Josh Ritter Is “Miles Away”, Yet Close To The Heart MUSIC: "MILES AWAY" BY JOSH RITTER
Josh Ritter penned the new single, “Miles Away,” after flipping through a book of photographs taken from space. It’s a ruminative piece that flits between a sweeping, bird’s eye view and a grounded, granular gaze. Zach Hickman lends his production talents in addition to his multi-instrumentalist chops. The result is a piano-driven song that is solemn without being somber, as the narrator looks in the metaphorical rearview mirror: “At the end of his life they said my father had changed. I suppose we could have been friends, but I was miles away.”

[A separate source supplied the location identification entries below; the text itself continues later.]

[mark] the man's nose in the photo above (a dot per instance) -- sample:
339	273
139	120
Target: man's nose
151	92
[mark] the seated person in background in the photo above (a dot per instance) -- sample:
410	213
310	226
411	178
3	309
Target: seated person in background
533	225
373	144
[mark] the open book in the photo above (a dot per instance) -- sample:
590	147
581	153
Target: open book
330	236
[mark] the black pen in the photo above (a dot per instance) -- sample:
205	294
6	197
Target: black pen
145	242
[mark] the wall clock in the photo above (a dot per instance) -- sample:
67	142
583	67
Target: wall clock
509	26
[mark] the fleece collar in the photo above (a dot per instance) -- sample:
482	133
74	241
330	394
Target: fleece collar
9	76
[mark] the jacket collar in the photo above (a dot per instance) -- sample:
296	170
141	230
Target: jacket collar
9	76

“Miles Away” follows on the heels of Ritter’s ninth full-length studio album, Gathering (Pytheas Recordings/Thirty Tigers), which features a guest appearance from Bob Weir. (Ritter worked closely with Weir on the latter’s third studio album, Blue Mountain.) The output of the Idaho-born, Brooklyn-based singer-songwriter never wanes, and the album has an abundance of Ritter’s signature lyricism — vivid details and a healthy dose of wry humor along with the heart-on-sleeve revelations. Take “Showboat,” for instance — a tough-guy narration buoyed by bright horns, explaining that “a guy who never cries looks up at the sky with hopeful eyes, hoping when it finally rains it pours.”
While most of us muggles struggle to string together an original sentence, Ritter’s magic seems to never falter, whether it’s in the Cash-esque country stylings of “Feels Like Lightning,” or the aching beauty of “Train Go By.” Ritter and his Royal City Band (Zach Hickman on bass, Sam Kassirer on keys, Josh Kaufman on guitar and lap steel, Ray Rizzo on drums) played to a packed Brooklyn Steel last fall and hit the road again this week (tour dates here). It’s a gathering that you don’t want to miss.